How does Rhodobacter sphaeroides RRF compare to RRF in other bacterial species?

Comparative analysis can reveal evolutionary adaptations in RRF function:

Sequence alignment and structural modeling would reveal conserved residues and potential functional differences between Rhodobacter sphaeroides RRF and RRFs from other bacterial species.

What insights from E. coli RRF studies can be applied to understanding Rhodobacter sphaeroides RRF?

Studies of E. coli RRF using ribosome profiling have revealed several key insights :

• Accumulation of post-TCs at stop codons when RRF is depleted

• Movement of post-TCs into 3'-UTRs over time

• Differential stability of ribosomal complexes in high salt

• Upregulation of rescue factors like ArfA in response to RRF depletion

These findings provide a valuable framework for investigating similar phenomena in Rhodobacter sphaeroides, while also exploring potential differences arising from its distinct physiology and environmental adaptations.

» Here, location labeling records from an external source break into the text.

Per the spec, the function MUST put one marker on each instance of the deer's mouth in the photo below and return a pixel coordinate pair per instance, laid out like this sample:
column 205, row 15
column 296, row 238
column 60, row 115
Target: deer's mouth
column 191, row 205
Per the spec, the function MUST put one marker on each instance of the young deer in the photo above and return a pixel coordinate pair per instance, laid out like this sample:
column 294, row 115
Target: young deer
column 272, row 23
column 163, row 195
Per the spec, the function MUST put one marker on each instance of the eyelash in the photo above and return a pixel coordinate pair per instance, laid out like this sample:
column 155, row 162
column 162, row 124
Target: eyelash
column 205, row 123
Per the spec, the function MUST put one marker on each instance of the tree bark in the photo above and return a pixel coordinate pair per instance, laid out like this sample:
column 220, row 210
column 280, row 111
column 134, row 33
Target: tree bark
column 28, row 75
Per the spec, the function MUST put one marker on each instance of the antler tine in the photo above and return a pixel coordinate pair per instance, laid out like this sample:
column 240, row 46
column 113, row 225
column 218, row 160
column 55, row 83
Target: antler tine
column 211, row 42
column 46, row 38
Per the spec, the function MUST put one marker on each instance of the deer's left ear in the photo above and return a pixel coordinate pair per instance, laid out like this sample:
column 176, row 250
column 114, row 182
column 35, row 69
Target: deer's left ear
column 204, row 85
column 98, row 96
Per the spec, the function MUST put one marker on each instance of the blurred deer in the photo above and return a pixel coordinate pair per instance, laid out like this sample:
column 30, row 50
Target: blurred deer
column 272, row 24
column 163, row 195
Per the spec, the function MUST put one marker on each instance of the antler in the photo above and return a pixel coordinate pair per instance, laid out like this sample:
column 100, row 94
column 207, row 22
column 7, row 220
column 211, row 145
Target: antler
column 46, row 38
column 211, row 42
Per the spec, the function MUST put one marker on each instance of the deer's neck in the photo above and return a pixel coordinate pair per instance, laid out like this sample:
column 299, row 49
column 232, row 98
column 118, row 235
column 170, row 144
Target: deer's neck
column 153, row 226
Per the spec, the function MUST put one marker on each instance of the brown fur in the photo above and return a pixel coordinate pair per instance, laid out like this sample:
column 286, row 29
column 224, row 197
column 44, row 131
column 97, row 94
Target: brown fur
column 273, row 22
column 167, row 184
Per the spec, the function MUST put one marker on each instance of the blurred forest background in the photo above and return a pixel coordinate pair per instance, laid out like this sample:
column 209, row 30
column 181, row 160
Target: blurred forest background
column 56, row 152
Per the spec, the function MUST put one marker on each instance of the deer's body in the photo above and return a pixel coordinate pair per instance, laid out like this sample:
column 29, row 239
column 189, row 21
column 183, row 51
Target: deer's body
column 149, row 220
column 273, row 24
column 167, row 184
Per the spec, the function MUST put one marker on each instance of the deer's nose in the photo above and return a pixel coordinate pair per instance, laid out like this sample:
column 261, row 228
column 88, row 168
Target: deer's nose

How might RRF function differ in photosynthetic bacteria like Rhodobacter sphaeroides?

Rhodobacter sphaeroides, as a photosynthetic bacterium, faces unique physiological demands that may influence RRF function:

• Adaptation to changing light conditions requiring rapid translational responses

• Coordination with photosynthetic apparatus assembly

• Potential interaction with additional regulatory factors

Research exploring these aspects could reveal novel aspects of RRF function specific to photosynthetic bacteria.

What are the potential applications of understanding Rhodobacter sphaeroides RRF in biotechnology?

Understanding RRF function could contribute to:

• Optimization of protein production in bacterial expression systems

• Development of new antibacterial targets

• Enhanced production of valuable compounds in Rhodobacter sphaeroides

• Improved strain engineering for biotechnological applications

Rhodobacter sphaeroides is known to produce valuable compounds including antioxidants, coenzyme Q10, and carotenoids . Manipulating RRF function could potentially enhance these capabilities.

How can systems biology approaches contribute to understanding the global impact of RRF function?

Integrative approaches combining multiple data types could provide comprehensive insights:

• Multi-omics integration (transcriptomics, proteomics, metabolomics)

• Network analysis of translation-related factors

• Mathematical modeling of ribosome dynamics

• Evolutionary analysis across bacterial species

These approaches would place RRF function in the broader context of cellular physiology and adaptation.